L’Augustina, la voisine de tante Paula, dont elle s’occupe aussi, a la quarantaine passée et la particularité d’avoir eu des parents hippies. Le cheveu ras, l’allure hippie plouc, elle a hérité d’eux l’art de se rouler des joints. La plante est un produit maison. Elle croit que c’est un esprit qui l’a prévenue de la mort de tante Paula. Elle est gentille, serviable.

L’Augustina est aussi un personnage tragique. On lui découvre un cancer. Elle supplie alors Raimunda de répondre à cette énigme : sa mère, qui a disparu juste en même temps que la sienne, Irène, est-elle encore vivante ? Raimunda a d’autres chats à fouetter que de s’occuper d’une disparue. D’ailleurs, faire disparaître le disparu, c’est déjà suffisant …

Cependant, on aura la réponse, - qui est la pièce maîtresse de cette histoire.
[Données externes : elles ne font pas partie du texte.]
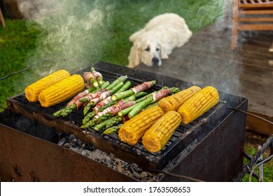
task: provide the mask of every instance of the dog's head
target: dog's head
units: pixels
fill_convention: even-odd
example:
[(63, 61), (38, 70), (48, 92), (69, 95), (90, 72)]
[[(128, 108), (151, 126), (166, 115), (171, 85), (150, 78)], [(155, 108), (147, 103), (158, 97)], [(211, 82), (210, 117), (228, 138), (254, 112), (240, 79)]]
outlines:
[(148, 66), (160, 66), (161, 60), (161, 43), (151, 36), (134, 41), (128, 57), (129, 67), (135, 67), (140, 63)]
Alors a lieu un renversement de situation étonnant : il explique tout ce qu’on a vu et qu’on avait mal interprété, mais ouvre aussi sur une autre histoire, où quelques unes ont des choses à se faire pardonner, où quelques autres pardonnent.
Donc, ni crise de nerfs, ni crêpage de chignon. Un très beau film, drôle et touchant, et très intelligent.

 

Quand je danse, je danse ; quand je dors, je dors ; voire et quand je me promène solitairement en un beau verger, si mes pensées se sont entretenues des occurrences étrangères quelque partie du temps, quelque autre partie je les ramène à la promenade, au verger, à la douceur de cette solitude et à moi.